Marielle Franco se apresentava como “cria da Maré, mulher, mãe, negra, vereadora, mestre em Administração Pública, lutadora”. Em 2016, foi eleita vereadora da Câmara do Rio de Janeiro com 46.502 votos, sendo a quinta candidata mais votada da cidade. Militante de muitas causas sociais, Marielle era presidente da Comissão de Defesa da Mulher na Câmara e participante da comissão criada para acompanhar a intervenção federal no Rio.
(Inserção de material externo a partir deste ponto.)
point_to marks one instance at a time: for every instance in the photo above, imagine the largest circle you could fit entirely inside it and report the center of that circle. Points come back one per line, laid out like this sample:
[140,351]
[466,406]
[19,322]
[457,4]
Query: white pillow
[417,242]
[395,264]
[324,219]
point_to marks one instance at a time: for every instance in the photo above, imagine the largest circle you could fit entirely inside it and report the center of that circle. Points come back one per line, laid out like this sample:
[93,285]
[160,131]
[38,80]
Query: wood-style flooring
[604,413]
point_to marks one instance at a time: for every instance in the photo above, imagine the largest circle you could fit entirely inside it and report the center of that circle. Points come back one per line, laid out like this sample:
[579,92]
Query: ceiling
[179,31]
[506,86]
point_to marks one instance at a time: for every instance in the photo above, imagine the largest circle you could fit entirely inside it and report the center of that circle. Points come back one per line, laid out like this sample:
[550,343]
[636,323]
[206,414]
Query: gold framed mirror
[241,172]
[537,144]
É com grande pesar que lamentamos o falecimento de Marielle Franco, violentamente assassinada a tiros na noite do dia 14 de março de 2018 no centro do Rio de Janeiro, quando retornava do evento "Jovens Negras Movendo as Estruturas". Marielle sempre trabalhou pela defesa dos direitos humanos e pelo envolvimento dos cidadãos na política. Sua trajetória fala por si só, levantando com determinação e esperança a pautas feministas, LGBT e raciais há tanto tempo marginalizadas e ignoradas no país.

Era uma representante acessível virtualmente e fisicamente, determinada a se posicionar sempre junto à população. Se mantinha aberta a conversas, participava das mais diversas manifestações e não tinha medo de expressar seus posicionamentos. Não tolerava injustiças, preconceitos e violências, batalhando com o que estava em seu alcance e além para mudar as realidades de desigualdades estruturais do Brasil.

Tivemos a honra de recebê-la para discutir a importância dos mecanismos de participação para as gestões municipais. Enquanto debatia com candidatos de outros partidos e de posicionamentos discordantes, sempre manteve o respeito, a clareza e o sorriso tranquilo que expressava e transmitia a segurança de quem acreditava no que estava fazendo, falando e defendendo.

Não é pontual o assassinato de uma mulher negra. Entretanto sua representatividade nos diz muito mais do que duras estatísticas da realidade brasileira. A execução, nove disparos, deixam uma mensagem de horror transmitida. Naqueles que sonham em um dia transformar a realidade de desigualdade e opressões estruturais, cresce a sensação de medo e impotência em atuar ocupando os espaços públicos, pautando e denunciando temáticas difíceis; cresce a sensação de medo e indignação num país em as cadeiras de sua câmara federal são ocupadas apenas por 0,6% de mulheres negras. Nós, da FENECAP e do DAGV acordamos hoje assustados e indignados. Estudamos e atuamos por acreditar na transformação da realidade brasileira. A execução de alguém que lutava todos os dias em busca dessa transformação despertou sentimentos diversos em cada um(a) de nós. Seguimos acreditando na transformação e, à esta mensagem de terror que nos enviaram: vamos continuar estudando, construindo e ocupando os espaços em busca de um país menos desigual e violento. Que tenhamos a força, a vontade e a disposição de uma mulher negra, mãe e periférica para realizar essas transformações.

No mês de março, mês dedicado às mulheres, acontecimentos como este, servem para salientar todos os marcos diários de luta que as mulheres enfrentam. Não podemos nos omitir. Não podemos deixar que este fato estampe manchetes e seja esquecido em semanas.

Vida longa aos sonhos de Marielle Franco e que sua luta seja perpetuada pelos tantos que admiravam seu trabalho por um país melhor. Que seu assassinato não seja um dos tantos crimes injustos sem resposta, e que a justiça seja feita com a mesma perseverança que ela reivindicava diante dos violentos cenários nacionais.

A FENECAP e o DAGV sustentarão sua causa. À Marielle e ao motorista que a acomanhava, nossos mais sinceros sentimentos à família, amigos e todos aqueles que compreendem o significado dessas dolorosas perdas.